Wenn Blattmacher (oder die Anzeigenabteilungen) glauben, dass Werbung für eine TV-Serie wichtiger und lukrativer ist als Werbung für die eigene Arbeit und das aktuelle Weltgeschehen, muss man (noch mal) feststellen, dass es Zeitungen gibt, die ernst genommen werden wollen – und dann gibt es solche, die nach dem Motto existieren: nach uns der Weltuntergang!

7 Kommentare

  1. Bin ich der Einzige, der sich relativ sicher war, mit dem YouTube-Link gleich gerickrollt zu werden? (So aus Nostalgie.)

  2. Habe es gerade überprüft, die scheinen sich wirklich sicher zu sein. Jedenfalls haben die von diesen 4 Blättern angebotenen Abos nur noch eine maximale Laufzeit von 4 Tagen, bei „Bestellung sofort“.

  3. Okay, es waren ’nur‘ Boulevardblätter, aber die „Lügenpresse“-Diskussionen der letzten Jahre, zahlreiche Ermahnungen des Presserates u.v.a.m. scheinen an manchen Medien (leider nicht nur Boulevard) völlig spurlos ohne jeden Anschein des Nachdenkens vorüber gegangen zu sein. Ich habe jedenfalls immer wieder Facepalm-Momente…

  4. Mich hat das gerade richtig erschrocken: Das neue Jahr hat gerade eben erst angefangen, und jetzt wird schon Werbung gemacht für eine Fernsehserie, die erst im März ausgestrahlt wird?

    Als jemand, der in seiner Kindheit gerne tschechische Fernsehserien gesehen hat, weiß ich natürlich, was bei Annäherung eines Asteroiden zu tun ist: Man reist zurück in das Jahr 1984, um dort den späteren Nobelpreisträger Adam Bernau zu finden, der als 10jähriger eine Formel entwickelt (und danach leider verbummelt) hat, mit dessen Hilfe sich solche Zusammenstöße vermeiden lassen. Und es wird soch am Ende herausstellen, daß die Formel gar nicht benötigt wird, weil die Kollision nur durch einen Messfehler des schief aufgestellten Zentraldenkers errechnet wurde, in Wirklichkeit aber gar nicht stattfindet.

  5. Aber mal im Ernst: Ist die Glaubwürdigkeit heutiger Zeitungen (die ja häufig nicht auf Papier, sondern online gelesen werden) nicht ohnehin bereits durch Werbung erheblich beschädigt?

    In der Regel stehen unter den Artikeln kleine Boxen mit weiteren Artikeln, aber auch Anzeigen. Bis auf den kleinen grauen Schriftzug „Anzeige“ ist beides kaum zu unterscheiden. Die Anzeigen sind häufig reines Clickbaiting, was zu irgendwelche obskuren Photostrecken führt, oder Sprüche wie „Alle Elektriker hassen diesen Mann“, „Millionäre fordern das Verbot dieser Fernsehsendung“ oder „Diese Erfindung erobert im Sturm das Internet“. Und immer wieder: Angebliche Empfehlungen (Aktien, Schlankheitsmittel, völlig egal) von Hans Meiser.

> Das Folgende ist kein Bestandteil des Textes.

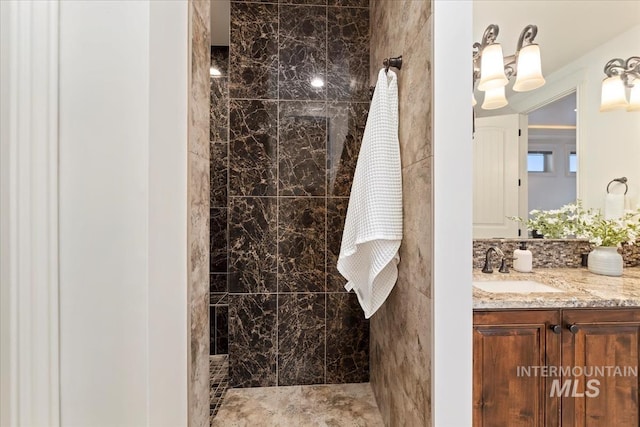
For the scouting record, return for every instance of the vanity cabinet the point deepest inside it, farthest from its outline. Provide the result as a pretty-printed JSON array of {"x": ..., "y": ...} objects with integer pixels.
[
  {"x": 504, "y": 342},
  {"x": 602, "y": 338},
  {"x": 563, "y": 367}
]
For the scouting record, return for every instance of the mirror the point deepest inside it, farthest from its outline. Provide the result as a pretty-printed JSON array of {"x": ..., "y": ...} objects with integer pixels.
[{"x": 607, "y": 145}]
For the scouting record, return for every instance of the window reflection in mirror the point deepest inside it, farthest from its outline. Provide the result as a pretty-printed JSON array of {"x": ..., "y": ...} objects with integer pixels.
[{"x": 551, "y": 154}]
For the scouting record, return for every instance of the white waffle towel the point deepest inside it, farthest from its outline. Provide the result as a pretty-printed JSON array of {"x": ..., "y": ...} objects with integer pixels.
[{"x": 373, "y": 226}]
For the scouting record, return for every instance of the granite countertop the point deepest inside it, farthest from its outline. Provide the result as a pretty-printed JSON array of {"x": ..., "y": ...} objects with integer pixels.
[{"x": 580, "y": 289}]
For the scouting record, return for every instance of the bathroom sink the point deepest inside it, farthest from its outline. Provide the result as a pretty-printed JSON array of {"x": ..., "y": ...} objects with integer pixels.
[{"x": 515, "y": 286}]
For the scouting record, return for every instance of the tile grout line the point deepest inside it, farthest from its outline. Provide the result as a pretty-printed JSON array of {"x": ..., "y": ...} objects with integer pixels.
[
  {"x": 326, "y": 184},
  {"x": 277, "y": 193}
]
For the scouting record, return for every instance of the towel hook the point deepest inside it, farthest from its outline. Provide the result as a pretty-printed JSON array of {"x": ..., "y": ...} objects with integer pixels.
[
  {"x": 387, "y": 63},
  {"x": 392, "y": 62},
  {"x": 622, "y": 180}
]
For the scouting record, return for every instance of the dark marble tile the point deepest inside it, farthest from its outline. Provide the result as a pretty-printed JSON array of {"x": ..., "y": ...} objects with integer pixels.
[
  {"x": 220, "y": 59},
  {"x": 336, "y": 214},
  {"x": 217, "y": 283},
  {"x": 219, "y": 298},
  {"x": 301, "y": 339},
  {"x": 345, "y": 130},
  {"x": 212, "y": 330},
  {"x": 253, "y": 51},
  {"x": 302, "y": 148},
  {"x": 252, "y": 245},
  {"x": 347, "y": 340},
  {"x": 301, "y": 244},
  {"x": 218, "y": 240},
  {"x": 219, "y": 174},
  {"x": 222, "y": 329},
  {"x": 253, "y": 148},
  {"x": 219, "y": 110},
  {"x": 303, "y": 52},
  {"x": 348, "y": 54},
  {"x": 349, "y": 3},
  {"x": 308, "y": 2},
  {"x": 252, "y": 340}
]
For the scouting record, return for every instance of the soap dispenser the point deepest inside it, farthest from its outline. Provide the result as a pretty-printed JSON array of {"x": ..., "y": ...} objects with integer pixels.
[{"x": 523, "y": 259}]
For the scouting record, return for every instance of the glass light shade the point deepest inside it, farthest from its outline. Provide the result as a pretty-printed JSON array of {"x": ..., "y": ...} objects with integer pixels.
[
  {"x": 492, "y": 68},
  {"x": 529, "y": 69},
  {"x": 634, "y": 98},
  {"x": 613, "y": 94},
  {"x": 494, "y": 98}
]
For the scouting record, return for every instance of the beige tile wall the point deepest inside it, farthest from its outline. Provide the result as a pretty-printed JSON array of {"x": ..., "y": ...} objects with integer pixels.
[
  {"x": 401, "y": 329},
  {"x": 198, "y": 226}
]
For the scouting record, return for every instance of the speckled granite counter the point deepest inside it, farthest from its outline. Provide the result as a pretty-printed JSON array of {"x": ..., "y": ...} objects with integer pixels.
[{"x": 580, "y": 289}]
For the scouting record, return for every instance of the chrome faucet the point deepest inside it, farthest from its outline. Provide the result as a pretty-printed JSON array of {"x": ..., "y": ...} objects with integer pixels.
[{"x": 488, "y": 268}]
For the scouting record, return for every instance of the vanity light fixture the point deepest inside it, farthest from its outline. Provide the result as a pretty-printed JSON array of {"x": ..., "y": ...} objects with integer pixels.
[
  {"x": 493, "y": 69},
  {"x": 621, "y": 75}
]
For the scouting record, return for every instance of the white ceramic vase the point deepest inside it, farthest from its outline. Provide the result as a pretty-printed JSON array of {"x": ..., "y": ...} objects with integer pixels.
[{"x": 605, "y": 260}]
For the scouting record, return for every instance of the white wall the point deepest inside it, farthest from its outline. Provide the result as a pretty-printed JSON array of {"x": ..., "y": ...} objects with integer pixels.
[
  {"x": 123, "y": 293},
  {"x": 607, "y": 143},
  {"x": 452, "y": 168}
]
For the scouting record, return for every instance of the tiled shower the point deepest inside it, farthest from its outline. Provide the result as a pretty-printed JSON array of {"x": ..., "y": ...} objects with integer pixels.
[{"x": 288, "y": 112}]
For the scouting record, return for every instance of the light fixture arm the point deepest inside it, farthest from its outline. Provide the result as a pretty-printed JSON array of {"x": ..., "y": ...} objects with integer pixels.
[
  {"x": 527, "y": 36},
  {"x": 628, "y": 70}
]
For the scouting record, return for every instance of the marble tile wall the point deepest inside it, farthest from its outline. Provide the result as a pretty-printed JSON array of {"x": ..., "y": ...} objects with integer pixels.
[
  {"x": 401, "y": 328},
  {"x": 292, "y": 151},
  {"x": 198, "y": 227},
  {"x": 218, "y": 202}
]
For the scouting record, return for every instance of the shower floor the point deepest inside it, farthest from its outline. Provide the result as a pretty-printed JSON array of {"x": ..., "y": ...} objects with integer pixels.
[{"x": 297, "y": 406}]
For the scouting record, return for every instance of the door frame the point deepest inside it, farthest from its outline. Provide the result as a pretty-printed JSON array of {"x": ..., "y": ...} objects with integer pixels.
[{"x": 29, "y": 284}]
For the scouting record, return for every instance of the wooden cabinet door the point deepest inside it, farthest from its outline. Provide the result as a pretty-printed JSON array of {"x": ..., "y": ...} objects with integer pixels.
[
  {"x": 601, "y": 338},
  {"x": 504, "y": 342}
]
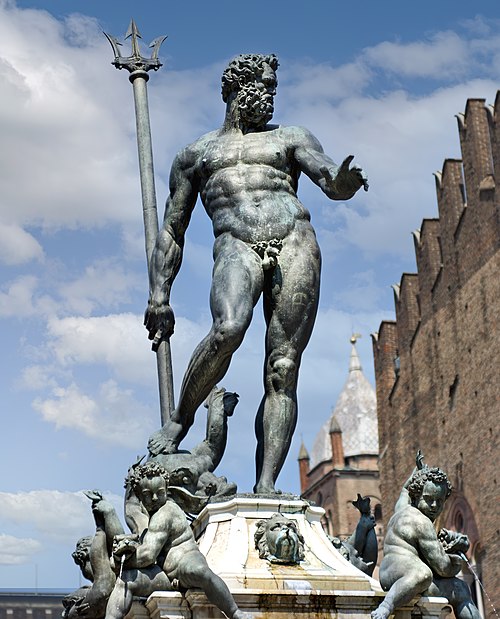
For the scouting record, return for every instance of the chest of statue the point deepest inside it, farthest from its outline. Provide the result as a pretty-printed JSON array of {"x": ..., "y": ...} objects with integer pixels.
[{"x": 234, "y": 149}]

    Dahinter stecken dann so lustige Geschichten wie etwa die Behauptung, daß alle Anbieter von Pay-TV gesetzlich verpflichtet wären, ihre Sendungen auch unverschlüsselt terrestrisch auszustrahlen, sie dieser Verpflichtung aber auf einer niedrigen Frequenz nachkommen, die gewöhnliche Fernsehgeräte nicht empfangen können, und man deshalb jetzt in einem nur heute gültigen Sonderangebot eine spezielle Antenne kaufen soll. In einer anderen Geschichte wird behauptet, in einer Fernsehsendung wären der Finanzoptimierer Carsten Maschmeyer und einige andere Moderatoren, die sich „Löwen“ nennen, an eine Software herangekommen, die vollautomatisch mit Bitcoins handelt und damit jeden Menschen in wenigen Tagen zum Euro- oder Dollar-Millionär macht.

    Besonders intensiv durchmischt mit Links zu einigen journalistischen Inhalten sind derartige Anzeigen meiner Erfahrung nach bei den Webseiten der Zeitungen der Funke-Gruppe, aber selbst beim Spektrum der Wissenschaft habe ich solche Anzeigen schon gesehen.

    Letztlich basiert es wohl darauf, daß die Verlage die Vermarkung ihrer Anzeigenflächen auf den Webseiten gar nicht mehr selbst durchführen, sondern dies dem Algorithmus von Google Adsense überlassen. Für den Leser sieht es so aus, daß seine Zeitung derartige Betrugstexte genehmigt.